Yang bikin aku kaget—mungkin seneng juga sih—Zio menelungkupkan kepalanya dilipatan tangannya di pinggir kasur yang kutiduri. Wajahnya keliatan damai, keren, dan..ekhem...tampan. oke yang terakhir lupakan.

Dan, wajahnya semakin tampan saja saat terkena cahaya bulan dari jendela.

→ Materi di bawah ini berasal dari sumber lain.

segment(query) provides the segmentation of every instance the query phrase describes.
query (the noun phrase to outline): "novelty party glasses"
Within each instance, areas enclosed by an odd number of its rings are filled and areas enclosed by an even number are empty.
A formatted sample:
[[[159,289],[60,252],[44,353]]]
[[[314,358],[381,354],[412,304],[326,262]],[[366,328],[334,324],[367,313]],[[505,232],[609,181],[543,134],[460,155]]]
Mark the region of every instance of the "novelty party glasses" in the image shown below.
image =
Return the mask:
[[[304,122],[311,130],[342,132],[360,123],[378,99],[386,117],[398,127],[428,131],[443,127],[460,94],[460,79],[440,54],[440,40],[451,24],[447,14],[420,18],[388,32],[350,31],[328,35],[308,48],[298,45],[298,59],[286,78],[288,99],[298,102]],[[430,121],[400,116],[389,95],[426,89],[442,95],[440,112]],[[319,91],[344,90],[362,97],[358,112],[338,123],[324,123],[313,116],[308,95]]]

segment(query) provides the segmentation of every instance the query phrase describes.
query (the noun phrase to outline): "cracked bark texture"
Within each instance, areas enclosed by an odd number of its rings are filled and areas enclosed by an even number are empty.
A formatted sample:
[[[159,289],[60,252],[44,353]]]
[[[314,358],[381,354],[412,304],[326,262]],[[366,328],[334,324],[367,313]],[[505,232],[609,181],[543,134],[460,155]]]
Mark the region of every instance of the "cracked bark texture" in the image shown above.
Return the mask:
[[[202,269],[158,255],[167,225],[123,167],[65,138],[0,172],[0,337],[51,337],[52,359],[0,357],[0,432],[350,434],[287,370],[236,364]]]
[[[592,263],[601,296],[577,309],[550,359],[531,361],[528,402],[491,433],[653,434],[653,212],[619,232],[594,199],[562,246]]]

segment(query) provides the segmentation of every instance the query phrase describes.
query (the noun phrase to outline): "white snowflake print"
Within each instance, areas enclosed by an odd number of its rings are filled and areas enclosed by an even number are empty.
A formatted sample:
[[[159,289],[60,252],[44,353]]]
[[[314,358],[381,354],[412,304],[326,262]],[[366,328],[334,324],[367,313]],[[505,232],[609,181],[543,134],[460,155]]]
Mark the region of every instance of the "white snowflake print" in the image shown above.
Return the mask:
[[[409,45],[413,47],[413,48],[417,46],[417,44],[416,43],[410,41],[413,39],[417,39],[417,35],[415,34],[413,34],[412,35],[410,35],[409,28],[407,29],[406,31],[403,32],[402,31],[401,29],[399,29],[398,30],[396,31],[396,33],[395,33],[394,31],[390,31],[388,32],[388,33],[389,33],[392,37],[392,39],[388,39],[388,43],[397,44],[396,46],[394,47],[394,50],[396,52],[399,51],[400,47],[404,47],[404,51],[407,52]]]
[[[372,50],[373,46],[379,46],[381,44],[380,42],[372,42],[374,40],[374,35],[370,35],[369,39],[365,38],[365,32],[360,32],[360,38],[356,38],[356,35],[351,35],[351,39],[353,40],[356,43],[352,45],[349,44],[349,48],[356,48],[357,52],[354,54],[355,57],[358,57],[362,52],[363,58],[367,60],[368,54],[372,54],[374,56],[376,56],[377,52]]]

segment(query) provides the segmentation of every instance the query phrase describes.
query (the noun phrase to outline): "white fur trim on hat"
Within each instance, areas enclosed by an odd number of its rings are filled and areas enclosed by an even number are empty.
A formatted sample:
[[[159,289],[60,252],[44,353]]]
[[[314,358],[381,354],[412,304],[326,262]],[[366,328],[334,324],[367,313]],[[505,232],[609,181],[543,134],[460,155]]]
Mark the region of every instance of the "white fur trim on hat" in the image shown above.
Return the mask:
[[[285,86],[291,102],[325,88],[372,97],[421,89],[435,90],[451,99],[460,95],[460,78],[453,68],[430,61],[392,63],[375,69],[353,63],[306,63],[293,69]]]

Seketika aku terjebak dalam pesonanya. Entah apa ini, aku suka.

Ugh, lupakan. Geli gue.

Dilihat dari pakaiannya, aku tahu dia ada disini, menemaniku dari sepulang sekolah. Wow, amajing. apa dia nggak capek ya? Udah makan belom ya? Jangan-jangan dia belom mandi nih.

Hahaha.

Aku menoleh ke arah kiri dengan susah payah. Senyumku mengembang.

Zevan, Shin-kun, Kazu, Chiza dan Nisha duduk di sofa. Tidur sih lebih tepatnya. Di pinggir sofa, Zevan tidur di pundak Shin-kun dan Shin-kun tidur dengan kepala menunduk. Aku jamin, lehernya sakit waktu bangun. Yess!!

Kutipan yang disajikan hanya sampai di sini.